Trials volume 22, Article number: 56 (2021)
Increasingly, genomics is informing clinical practice, but challenges remain for medical professionals lacking genetics expertise, and in access to and clinical utility of genomic testing for minority and underrepresented populations. The latter is a particularly pernicious problem due to the historical lack of inclusion of racially and ethnically diverse populations in genomic research and genomic medicine. A further challenge is the rapidly changing landscape of genetic tests and considerations of cost, interpretation, and diagnostic yield for emerging modalities like whole-genome sequencing.
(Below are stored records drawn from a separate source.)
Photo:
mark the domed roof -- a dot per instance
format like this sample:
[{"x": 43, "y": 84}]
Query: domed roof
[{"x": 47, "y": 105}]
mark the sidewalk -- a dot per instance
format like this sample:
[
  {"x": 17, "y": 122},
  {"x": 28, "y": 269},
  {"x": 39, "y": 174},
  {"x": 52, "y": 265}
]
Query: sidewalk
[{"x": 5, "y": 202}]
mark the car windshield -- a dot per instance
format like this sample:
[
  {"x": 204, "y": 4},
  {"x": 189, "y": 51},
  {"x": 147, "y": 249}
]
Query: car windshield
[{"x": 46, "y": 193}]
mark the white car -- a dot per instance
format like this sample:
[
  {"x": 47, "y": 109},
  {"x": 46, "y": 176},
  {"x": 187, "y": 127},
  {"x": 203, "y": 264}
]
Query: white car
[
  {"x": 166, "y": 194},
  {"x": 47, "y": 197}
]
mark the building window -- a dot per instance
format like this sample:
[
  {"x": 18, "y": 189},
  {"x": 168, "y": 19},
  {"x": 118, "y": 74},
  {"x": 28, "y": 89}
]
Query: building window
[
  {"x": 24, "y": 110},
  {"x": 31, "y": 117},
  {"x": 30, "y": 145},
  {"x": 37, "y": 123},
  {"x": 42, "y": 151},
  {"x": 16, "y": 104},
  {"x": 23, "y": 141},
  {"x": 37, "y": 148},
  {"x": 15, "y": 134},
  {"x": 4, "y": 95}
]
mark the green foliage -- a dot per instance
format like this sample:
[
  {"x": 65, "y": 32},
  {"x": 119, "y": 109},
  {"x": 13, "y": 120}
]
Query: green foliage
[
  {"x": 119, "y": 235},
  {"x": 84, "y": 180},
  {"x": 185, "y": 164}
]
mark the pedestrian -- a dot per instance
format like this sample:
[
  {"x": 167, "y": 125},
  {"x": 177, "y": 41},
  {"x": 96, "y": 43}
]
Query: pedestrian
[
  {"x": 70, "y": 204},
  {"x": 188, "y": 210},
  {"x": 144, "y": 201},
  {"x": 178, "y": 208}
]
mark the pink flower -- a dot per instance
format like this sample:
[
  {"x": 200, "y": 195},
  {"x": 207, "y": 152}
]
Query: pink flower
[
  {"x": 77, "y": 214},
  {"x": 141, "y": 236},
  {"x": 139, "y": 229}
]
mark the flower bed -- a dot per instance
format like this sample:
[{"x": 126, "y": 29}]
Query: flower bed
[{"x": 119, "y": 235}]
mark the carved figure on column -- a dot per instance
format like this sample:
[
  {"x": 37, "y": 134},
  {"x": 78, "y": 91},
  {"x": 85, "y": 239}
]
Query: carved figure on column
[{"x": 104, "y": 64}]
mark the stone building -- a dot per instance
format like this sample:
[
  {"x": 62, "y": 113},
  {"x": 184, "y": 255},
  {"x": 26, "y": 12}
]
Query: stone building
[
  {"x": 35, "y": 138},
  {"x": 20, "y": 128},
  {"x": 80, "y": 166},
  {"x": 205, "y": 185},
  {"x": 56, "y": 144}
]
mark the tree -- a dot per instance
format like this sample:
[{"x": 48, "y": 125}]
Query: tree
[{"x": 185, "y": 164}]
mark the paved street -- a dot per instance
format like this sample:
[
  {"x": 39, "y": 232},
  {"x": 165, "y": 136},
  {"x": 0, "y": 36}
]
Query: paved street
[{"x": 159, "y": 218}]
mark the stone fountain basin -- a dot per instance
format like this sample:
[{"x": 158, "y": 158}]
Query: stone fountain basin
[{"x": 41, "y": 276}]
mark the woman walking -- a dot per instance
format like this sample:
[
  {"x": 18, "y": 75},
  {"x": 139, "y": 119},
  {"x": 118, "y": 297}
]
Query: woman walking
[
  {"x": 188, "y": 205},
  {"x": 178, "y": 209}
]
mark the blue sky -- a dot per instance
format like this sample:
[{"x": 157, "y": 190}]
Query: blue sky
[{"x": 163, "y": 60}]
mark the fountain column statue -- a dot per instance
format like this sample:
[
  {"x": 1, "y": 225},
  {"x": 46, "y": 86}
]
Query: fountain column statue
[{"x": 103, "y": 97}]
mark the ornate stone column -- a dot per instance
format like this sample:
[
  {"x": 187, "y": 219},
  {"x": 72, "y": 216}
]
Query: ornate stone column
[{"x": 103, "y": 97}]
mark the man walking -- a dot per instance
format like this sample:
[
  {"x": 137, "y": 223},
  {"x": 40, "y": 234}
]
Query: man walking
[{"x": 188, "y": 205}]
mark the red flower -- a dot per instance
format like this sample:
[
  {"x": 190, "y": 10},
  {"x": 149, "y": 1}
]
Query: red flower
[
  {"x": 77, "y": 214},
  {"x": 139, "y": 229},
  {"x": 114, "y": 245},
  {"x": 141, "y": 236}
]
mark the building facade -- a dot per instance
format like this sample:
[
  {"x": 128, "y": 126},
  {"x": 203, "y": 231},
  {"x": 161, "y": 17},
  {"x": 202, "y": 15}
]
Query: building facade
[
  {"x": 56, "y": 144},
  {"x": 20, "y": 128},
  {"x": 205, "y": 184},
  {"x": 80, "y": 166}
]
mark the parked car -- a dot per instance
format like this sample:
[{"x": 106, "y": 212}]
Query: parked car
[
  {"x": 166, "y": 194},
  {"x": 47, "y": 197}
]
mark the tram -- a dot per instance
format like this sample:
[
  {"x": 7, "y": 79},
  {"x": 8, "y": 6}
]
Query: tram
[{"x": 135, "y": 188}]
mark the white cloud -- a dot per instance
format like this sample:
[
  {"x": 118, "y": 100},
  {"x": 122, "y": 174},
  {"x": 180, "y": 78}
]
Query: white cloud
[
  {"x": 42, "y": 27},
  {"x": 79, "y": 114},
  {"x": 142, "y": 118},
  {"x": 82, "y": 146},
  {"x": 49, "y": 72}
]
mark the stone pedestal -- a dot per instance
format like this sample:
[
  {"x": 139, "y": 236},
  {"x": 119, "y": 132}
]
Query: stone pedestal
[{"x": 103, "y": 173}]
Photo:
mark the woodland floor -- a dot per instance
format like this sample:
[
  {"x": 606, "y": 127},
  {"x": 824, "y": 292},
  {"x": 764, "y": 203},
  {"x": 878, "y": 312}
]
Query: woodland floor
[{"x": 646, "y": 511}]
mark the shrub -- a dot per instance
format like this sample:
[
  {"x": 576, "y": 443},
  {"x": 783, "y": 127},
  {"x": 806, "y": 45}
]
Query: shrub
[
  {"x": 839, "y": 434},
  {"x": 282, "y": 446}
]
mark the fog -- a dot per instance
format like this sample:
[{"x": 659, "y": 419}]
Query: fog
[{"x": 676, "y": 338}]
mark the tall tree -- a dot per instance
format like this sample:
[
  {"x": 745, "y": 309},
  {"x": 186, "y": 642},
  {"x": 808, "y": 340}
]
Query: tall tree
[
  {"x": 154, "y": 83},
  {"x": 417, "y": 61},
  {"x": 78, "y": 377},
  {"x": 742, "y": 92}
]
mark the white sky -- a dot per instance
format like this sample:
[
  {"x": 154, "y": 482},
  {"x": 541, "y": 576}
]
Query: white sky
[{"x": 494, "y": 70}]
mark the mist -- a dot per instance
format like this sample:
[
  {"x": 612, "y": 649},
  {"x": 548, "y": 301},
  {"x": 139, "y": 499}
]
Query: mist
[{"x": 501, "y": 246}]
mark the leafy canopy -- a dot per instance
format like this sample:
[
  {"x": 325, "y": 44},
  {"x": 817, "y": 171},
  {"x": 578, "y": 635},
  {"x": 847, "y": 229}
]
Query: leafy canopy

The NYCKidSeq project is a randomized controlled trial recruiting 1130 children and young adults predominantly from Harlem and the Bronx with suspected genetic disorders in three disease categories: neurologic, cardiovascular, and immunologic. Two clinical genetic tests will be performed for each participant, either proband, duo, or trio whole-genome sequencing (depending on sample availability) and proband targeted gene panels. Clinical utility, cost, and diagnostic yield of both testing modalities will be assessed. This study will evaluate the use of a novel, digital platform (GUÍA) to digitize the return of genomic results experience and improve participant understanding for English- and Spanish-speaking families. Surveys will collect data at three study visits: baseline (0 months), result disclosure visit (ROR1, + 3 months), and follow-up visit (ROR2, + 9 months). Outcomes will assess parental understanding of and attitudes toward receiving genomic results for their child and behavioral, psychological, and social impact of results. We will also conduct a pilot study to assess a digital tool called GenomeDiver designed to enhance communication between clinicians and genetic testing labs. We will evaluate GenomeDiver’s ability to increase the diagnostic yield compared to standard practices, improve clinician’s ability to perform targeted reverse phenotyping, and increase the efficiency of genetic testing lab personnel.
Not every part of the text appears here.